Depuis plus d’un mois, sans nouvelles, leurs parents, leurs amis, leurs voisins, leurs collègues ne peuvent qu’imaginer leur calvaire en captivité. Peut-on vraiment l’imaginer ? Ni Croix ni Croissant rouges ne se mêlent de les secourir. Ne s’inquiètent de leur sort. Outrés de cette indignité, on ne s’en étonne pas. Il y a des antécédents…
Pourtant à Jérusalem, on ne perd pas espoir. Parce que l’espoir est si juif qu’Israël en a fait son hymne. Aussi, le père d’Ethan apportera ce soir dans la maison des deux otages un rouleau de la Torah. La prière, le sacré, première et ultime ressource.
Le cortège désordonné, car le désordre aussi est juif, avançait lentement, les gens discutant à voix basse. Aux premières notes de musique, qui ont traversé le silence, je me suis redressée. Surprise. Presque choquée. « Ben quoi, on porte un Sefer Torah, on l’accueille dans la joie », m’explique un inconnu. Il a raison. Je me raisonne. La joie, oui. La joie n’est jamais mauvaise. Mais je me rappelle les récits des survivants du pogrom. Les rires de ceux qui tuaient. Leur joie. Mauvaise… Heureusement, les chants me détournent de ces pensées.

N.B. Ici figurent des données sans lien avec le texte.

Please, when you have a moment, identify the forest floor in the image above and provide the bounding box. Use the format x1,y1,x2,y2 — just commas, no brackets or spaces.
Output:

Sur le trottoir, devant l’appartement d’Ethan et Eliakim, un buffet improvisé propose des réconforts, salés, sucrés. Une dame âgée se penche au-dessus de la table. Elle hésite avant de choisir une barre chocolatée. Puis elle s’éloigne. Elle reviendra. Autour, les gens chantent, les gens dansent, pour encourager ce père, pour soutenir sa foi, au cas où elle fléchirait. Israël réuni dans toute sa diversité crie à la face du monde son obstination à jouir, à profiter de la vie, à croire en son avenir, en l’amour, la beauté et la miséricorde. À mesure que les gens affluent, les chants enflent de leurs voix, réveillant le quartier, le remplissant d’une couleur que je croyais perdue. Face à tant de vigueur, de chaleur, de fraternité, ma tristesse va se rhabiller.
Et moi qui, il y a peu, avais cédé à la détresse, je rentre chez moi forte. Et aussi résolue à vivre que je l’étais alors à me laisser mourir.